Effects of silver nanoparticles on bacterioplankton in a boreal lake

Summary Silver nanoparticles (Ag NP s) are widely used antimicrobial agents and a growing body of evidence suggests that their release into aquatic environments threatens natural bacterial communities and whole ecosystems. However, a knowledge gap exists between the toxic effects of Ag NP s found in laboratory studies and their potential impacts in natural environments. In an enclosure experiment conducted in a boreal lake, we exposed natural bacterial communities to Ag NP s with two common types of coatings (polyvinylpyrrolidone ( PVP ) and citrate) under two different exposure regimes, a one‐time (pulse) and a continuous (chronic) addition. Ag NP additions increased Ag concentrations to nearly 50 μg L −1 in the highest treatments. We examined bacterial responses (abundance, biomass, production, chlorophyll‐ a content and nutrient stoichiometry) over the course of 6 weeks in the summer of 2012. Bacterioplankton exposed to Ag NP s initially accumulated Ag over the experimental period regardless of Ag NP concentration or coating. After the initial period of increase, Ag in the bacterial size fraction changed largely in concert with bacterial biomass. We found no toxic effects of Ag NP s on bacterioplankton abundance, biomass, production or chlorophyll‐ a content throughout the experiment.

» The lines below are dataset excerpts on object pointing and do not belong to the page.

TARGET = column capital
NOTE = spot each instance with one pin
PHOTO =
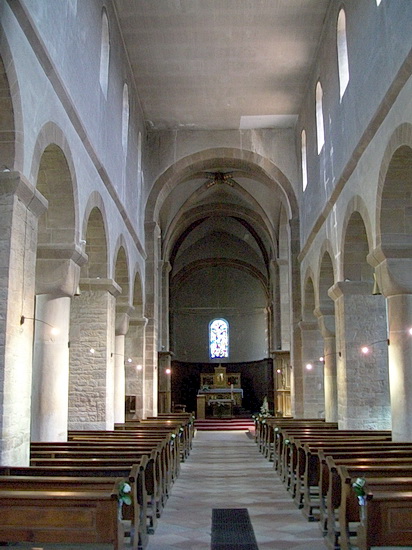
(393, 276)
(138, 321)
(100, 285)
(14, 183)
(326, 322)
(58, 268)
(350, 288)
(306, 326)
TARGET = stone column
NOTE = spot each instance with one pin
(135, 372)
(327, 329)
(165, 384)
(164, 269)
(313, 391)
(57, 276)
(119, 379)
(151, 313)
(122, 326)
(295, 308)
(395, 282)
(50, 369)
(363, 381)
(20, 207)
(92, 341)
(275, 337)
(330, 379)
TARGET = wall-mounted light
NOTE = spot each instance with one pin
(53, 330)
(129, 359)
(366, 349)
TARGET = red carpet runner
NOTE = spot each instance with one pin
(243, 424)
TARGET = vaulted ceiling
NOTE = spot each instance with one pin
(221, 65)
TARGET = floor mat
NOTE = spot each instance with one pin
(232, 530)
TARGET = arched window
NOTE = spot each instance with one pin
(319, 117)
(125, 118)
(218, 339)
(304, 161)
(104, 54)
(343, 63)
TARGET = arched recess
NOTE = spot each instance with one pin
(312, 350)
(11, 125)
(360, 321)
(92, 338)
(392, 259)
(96, 246)
(135, 349)
(356, 249)
(57, 273)
(122, 275)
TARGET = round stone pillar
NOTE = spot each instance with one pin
(326, 321)
(395, 282)
(400, 365)
(119, 380)
(50, 368)
(330, 379)
(20, 207)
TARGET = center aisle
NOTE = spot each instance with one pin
(226, 470)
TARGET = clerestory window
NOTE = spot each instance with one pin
(218, 339)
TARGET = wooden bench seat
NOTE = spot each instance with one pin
(386, 520)
(344, 512)
(61, 517)
(315, 459)
(154, 484)
(90, 479)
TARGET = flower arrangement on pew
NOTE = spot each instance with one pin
(124, 496)
(358, 487)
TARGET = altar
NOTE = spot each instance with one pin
(219, 393)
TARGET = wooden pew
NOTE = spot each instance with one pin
(153, 480)
(315, 461)
(298, 469)
(386, 519)
(87, 479)
(390, 475)
(170, 460)
(179, 427)
(61, 517)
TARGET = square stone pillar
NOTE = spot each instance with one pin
(313, 390)
(363, 380)
(92, 341)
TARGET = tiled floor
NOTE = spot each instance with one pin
(226, 470)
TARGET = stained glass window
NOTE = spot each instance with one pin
(219, 338)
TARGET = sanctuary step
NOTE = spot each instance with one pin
(243, 424)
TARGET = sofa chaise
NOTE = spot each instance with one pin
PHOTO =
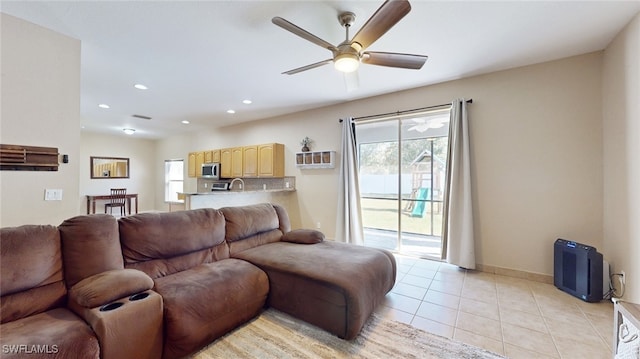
(168, 284)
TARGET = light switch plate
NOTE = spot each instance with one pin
(53, 194)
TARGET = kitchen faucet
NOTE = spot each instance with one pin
(237, 179)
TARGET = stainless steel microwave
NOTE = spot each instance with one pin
(211, 170)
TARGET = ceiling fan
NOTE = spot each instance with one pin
(348, 55)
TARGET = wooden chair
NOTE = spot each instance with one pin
(118, 198)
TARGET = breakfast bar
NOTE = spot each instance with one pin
(91, 201)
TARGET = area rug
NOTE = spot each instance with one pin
(274, 334)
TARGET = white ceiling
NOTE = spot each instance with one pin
(201, 58)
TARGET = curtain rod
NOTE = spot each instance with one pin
(403, 112)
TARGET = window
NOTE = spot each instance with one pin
(402, 165)
(173, 180)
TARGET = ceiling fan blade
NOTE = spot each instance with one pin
(303, 33)
(351, 81)
(392, 59)
(381, 21)
(308, 67)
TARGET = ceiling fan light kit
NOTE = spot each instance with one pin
(346, 62)
(348, 55)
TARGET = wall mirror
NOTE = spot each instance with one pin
(109, 167)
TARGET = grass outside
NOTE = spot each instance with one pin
(382, 214)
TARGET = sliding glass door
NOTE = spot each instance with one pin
(402, 167)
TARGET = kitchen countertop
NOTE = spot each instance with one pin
(236, 192)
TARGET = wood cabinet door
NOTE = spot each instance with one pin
(215, 156)
(271, 160)
(225, 163)
(199, 162)
(208, 156)
(236, 162)
(250, 161)
(191, 163)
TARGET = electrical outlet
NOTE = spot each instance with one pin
(53, 195)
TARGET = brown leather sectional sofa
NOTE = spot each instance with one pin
(167, 284)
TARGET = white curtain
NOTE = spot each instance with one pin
(457, 231)
(349, 219)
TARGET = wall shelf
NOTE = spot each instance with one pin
(28, 158)
(316, 159)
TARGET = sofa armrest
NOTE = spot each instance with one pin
(107, 286)
(303, 236)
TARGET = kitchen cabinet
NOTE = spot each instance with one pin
(236, 162)
(208, 156)
(199, 162)
(194, 163)
(266, 160)
(191, 164)
(215, 156)
(231, 162)
(271, 160)
(250, 161)
(225, 163)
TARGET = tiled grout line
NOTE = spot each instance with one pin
(546, 323)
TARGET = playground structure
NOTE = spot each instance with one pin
(427, 184)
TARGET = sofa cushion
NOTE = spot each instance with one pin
(56, 333)
(30, 271)
(303, 236)
(90, 245)
(335, 286)
(207, 301)
(161, 244)
(245, 221)
(254, 225)
(107, 286)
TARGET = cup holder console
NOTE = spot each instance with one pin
(138, 296)
(111, 306)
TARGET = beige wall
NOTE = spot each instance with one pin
(537, 148)
(142, 165)
(621, 118)
(40, 107)
(537, 151)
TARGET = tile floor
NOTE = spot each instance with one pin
(514, 317)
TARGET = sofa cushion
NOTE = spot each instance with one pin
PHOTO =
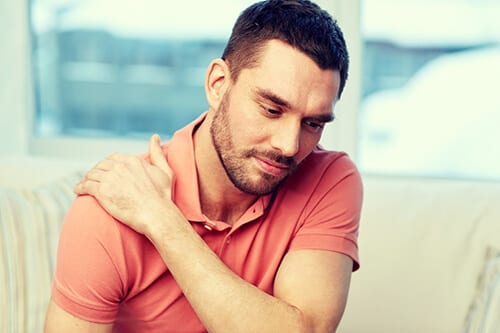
(422, 244)
(484, 312)
(30, 222)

Bacterial production was greater after the pulse addition of PVP ‐coated Ag NP s and in the chronic addition of PVP ‐coated Ag NP s at the highest concentrations. Furthermore, Ag NP s produced no significant changes in nutrient stoichiometry of the bacterioplankton size fraction. This lack of effects of Ag NPs on lake bacterioplankton observed under the natural conditions studied here differs from results of short‐term and laboratory studies of single‐species bacterial cultures. Our results thus indicate Ag NP effects in lakes may be less than expected based on standard laboratory experiments, and that additional studies are needed to understand Ag NP toxicity under realistic natural conditions in lakes and other ecosystems.